事業モデル

同社は「はたらく人々を幸せに。」というパーパスのもと、オフィスデザインやグラフィック、ウェブを含むブランディング事業を展開しています。これらのサービスをワンストップで提供することで、企業のアイデンティティ確立とブランド構築を支援する体制を整えています。

さらに、データソリューションとしてワークプレイス構築DXツールや組織改善サーベイを提供し、人的資本の観点から課題の可視化を行っています。また、フレキシブルオフィスの運営やビルコンバージョンといったプレイスソリューションを通じて、不動産の価値向上にも取り組んでいます。

KPI

当連結会計年度における売上高は16,489百万円となり、前年同期比で1.5%の増加を記録しました。このうちブランディング事業が15,887百万円の売上を計上し、同セグメントの営業利益は2,001百万円と堅調に推移しています。

一方でデータソリューション・プレイスソリューション事業の売上高は601百万円となりました。研究開発活動については、当連結会計年度において7百万円を投じ、主にDXツールのコンサルティング領域拡大に向けた取り組みを実施しています。

成長ドライバー

中期経営計画「VISION2027」において、オフィスデザインからワークデザインへと事業領域を拡大する戦略を推進しています。この戦略のもと、既存のブランディング、データソリューション、プレイスソリューションの成長に加え、外部成長戦略による新たな市場機会の創出を目指しています。

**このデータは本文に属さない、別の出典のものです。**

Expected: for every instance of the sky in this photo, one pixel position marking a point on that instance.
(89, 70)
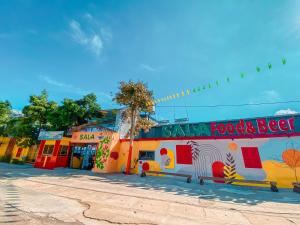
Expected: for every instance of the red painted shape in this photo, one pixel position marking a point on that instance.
(251, 157)
(129, 160)
(114, 155)
(218, 170)
(184, 154)
(145, 166)
(38, 162)
(19, 152)
(292, 134)
(163, 151)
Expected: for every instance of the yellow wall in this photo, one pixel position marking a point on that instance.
(23, 154)
(137, 146)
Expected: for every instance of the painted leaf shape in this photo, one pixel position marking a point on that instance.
(291, 157)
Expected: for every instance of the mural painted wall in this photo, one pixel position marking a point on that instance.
(107, 153)
(273, 159)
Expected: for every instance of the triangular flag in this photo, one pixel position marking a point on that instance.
(269, 66)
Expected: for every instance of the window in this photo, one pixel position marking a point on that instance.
(63, 150)
(19, 152)
(251, 157)
(48, 150)
(184, 154)
(146, 155)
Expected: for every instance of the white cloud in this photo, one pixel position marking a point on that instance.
(285, 112)
(270, 95)
(70, 88)
(266, 96)
(149, 68)
(93, 41)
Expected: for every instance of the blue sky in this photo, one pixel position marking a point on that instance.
(72, 48)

特に、DXツール「ワークデザインプラットフォーム」や組織改善サーベイ「ココエル」を通じた提供価値の高度化が重要視されています。2028年3月期に向けた新中期経営計画では、売上高20,056百万円、営業利益2,027百万円という野心的な目標を掲げています。

リスク

事業構造上、建設業法や建築基準法などの各種法規制への遵守が求められており、違反による制裁は社会的評価や業績に影響を及ぼす可能性があります。また、工事の遅延が発生した場合には、売上計上時期のずれが生じ、当期業績に悪影響を与えるリスクも抱えています。

人的資源の確保と育成も重要な課題であり、専門性の高い従業員の不足や人件費の高騰は受注獲得に影響を及ぼす可能性があります。さらに、工事を請け負う協力会社の管理不備による施工品質の低下や、特定個人への業務依存といった内部統制上のリスクにも留意が必要です。

競合

同社は内装工事業を含む関連業界において、単なる空間設計に留まらない付加価値の高いサービス提供を目指しています。競合他社に対し、独自のノウハウを活かしたソリューションの提供により競争優位性を確保する方針です。

特に「ワークデザイン」という概念のもと、ハード面(オフィス)とソフト面(組織改善やDXツール)の両面からアプローチすることで差別化を図っています。多様なニーズに対応するため、高成長企業から老舗企業まで幅広い層をターゲットとした展開を行っています。

バリュエーション

2026年8月10日時点の市場データにおいて、同社の株価は1,452円となっています。この時点での時価総額は約120.2億円(12,019,771,392円)と算出されています。

また、同日のデータに基づくPERは8.77倍、PBRは1.52倍となっており、配当利回りは4.14%を記録しています。これらの指標は、現在の事業規模および将来の成長期待を反映する基礎的な評価指標として用いられます。